Hollis is the head of the school
"What's wrong?" I ask, too loudly
"Well, I don't want to alarm you, but we'd like you and your husband to come up here," he says
"Did something happen?"
"Not one specific thing, but—"
"Is Kate okay? Is she hurt?"
"There's been an incident, a fight with another girl, and—"
"Fight? That's impossible."
"I'm sorry, Mrs. Jensen." He pauses here, waiting for a reaction from me. But I have no words. I try to imagine Kate, her skinny arms punching someone, her nails scratching. I feel like we're talking about somebody else, someone I know so slightly that I would have to call her a stranger
"Also, a pill—the hallucinogen ecstasy—was found in her pocket during a random check."
"Well—isn't it possible that one of the other girls put it there?" Even as I ask the question, I know how lame it sounds
"No," Hollis says slowly. "She admitted it was hers."
"How did she get it? Aren't you supposed to make sure that kind of thing doesn't happen?"
"We do our best, but it does happen sometimes. It's under investigation—"
"I thought the whole point of your school is to protect her," I blurt out. I've been gripping the table so hard my fingers hurt
"Look, let's discuss this when we meet. I've spoken with Dr. Esposito, and he agrees that we should all sit down and come up with a game plan."
A game plan. I try to picture Hollis, sitting in his slightly shabby office. He's a pale stooped-over man with bags under his eyes. The night—nearly a year ago—when we first left Kate at Stone Mountain, I kept staring at the framed degrees on the walls of his study (A.B. Harvard, Ph.D. Cornell), trying to make myself feel better about leaving my daughter in the care of someone who looked like he hadn't taken a deep breath in a couple of years
"In the meantime, she's back to Level One," he says
Level 1 is where all the girls start when they come in, no matter why they're there. It's pretty much isolation, along with daily therapy. Going to classes, contact with other girls, even eating in the cafeteria are all privileges they have to earn. Kate hasn't moved past Level 2 since she's been at the school
My teeth are chattering. I wrap my arms around myself, trying to stop the shaking. I agreed to put her in that school because I thought it was the only place we could keep her safe. They promised to watch her twenty-four hours a day and make sure nothing happened to her.

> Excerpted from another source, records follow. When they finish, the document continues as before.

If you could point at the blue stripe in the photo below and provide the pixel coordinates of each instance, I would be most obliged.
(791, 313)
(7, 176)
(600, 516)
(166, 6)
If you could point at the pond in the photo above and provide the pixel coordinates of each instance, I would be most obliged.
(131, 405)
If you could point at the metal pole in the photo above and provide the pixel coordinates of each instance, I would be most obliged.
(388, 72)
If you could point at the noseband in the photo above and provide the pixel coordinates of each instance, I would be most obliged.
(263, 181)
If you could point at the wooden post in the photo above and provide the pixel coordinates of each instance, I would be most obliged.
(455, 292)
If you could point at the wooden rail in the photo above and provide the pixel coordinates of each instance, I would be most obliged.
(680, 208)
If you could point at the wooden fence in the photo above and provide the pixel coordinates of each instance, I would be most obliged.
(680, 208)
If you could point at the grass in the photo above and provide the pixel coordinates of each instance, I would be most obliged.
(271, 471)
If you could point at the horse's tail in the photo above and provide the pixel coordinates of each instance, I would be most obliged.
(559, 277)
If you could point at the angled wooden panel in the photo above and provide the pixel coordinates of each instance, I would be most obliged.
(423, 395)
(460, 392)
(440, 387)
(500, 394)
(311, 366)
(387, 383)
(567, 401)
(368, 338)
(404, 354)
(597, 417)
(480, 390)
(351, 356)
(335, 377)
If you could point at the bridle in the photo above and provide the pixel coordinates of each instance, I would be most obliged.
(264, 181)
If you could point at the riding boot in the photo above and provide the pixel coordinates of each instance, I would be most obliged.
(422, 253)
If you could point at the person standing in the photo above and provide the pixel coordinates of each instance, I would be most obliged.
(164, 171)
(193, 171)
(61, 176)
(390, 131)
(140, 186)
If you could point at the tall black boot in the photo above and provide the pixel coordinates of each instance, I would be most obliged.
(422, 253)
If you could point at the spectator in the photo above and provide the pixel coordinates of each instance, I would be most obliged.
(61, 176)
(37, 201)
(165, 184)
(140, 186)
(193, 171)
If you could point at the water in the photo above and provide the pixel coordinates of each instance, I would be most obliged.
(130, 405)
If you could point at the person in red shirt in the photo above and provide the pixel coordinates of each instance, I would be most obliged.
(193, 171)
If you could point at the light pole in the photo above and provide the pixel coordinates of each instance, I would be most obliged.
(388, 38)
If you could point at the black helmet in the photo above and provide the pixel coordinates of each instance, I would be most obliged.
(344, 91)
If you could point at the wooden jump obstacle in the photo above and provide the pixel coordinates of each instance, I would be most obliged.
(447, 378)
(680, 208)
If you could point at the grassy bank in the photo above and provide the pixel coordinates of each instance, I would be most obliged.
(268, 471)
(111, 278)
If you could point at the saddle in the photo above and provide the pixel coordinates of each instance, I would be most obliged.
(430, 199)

In the meantime, she would grow, grow up and out of the terrible twisted confines of her own mind
Stone Mountain is two hours away. If I leave now, pick up Josh, and find someone to watch him, I can be there before dark
"I'm on my way."
"We were thinking about tomorrow, Mrs. Jensen."
"I need to see her now."
"We would prefer that you wait. This is something that has to be carefully orchestrated. I'm sure you can appreciate that."
He's talking to me in a slow, careful monotone. This is how they talk at the school. They're used to crazy people, parents and children both. I try to take a deep breath, but my chest hurts. Fights? Drugs? The words don't even belong in the same sentence as Kate. Her skin is so pale you can see the network of veins in her arms, close to the surface—just like the rest of her
"How would noon tomorrow be?" Hollis asks
"Fine," I say. "I'll call my husband and let him know."
I look down at the paper on which I've been doodling. There must be a hundred boxes there, each smaller than the next, until finally you can't tell that they're boxes at all.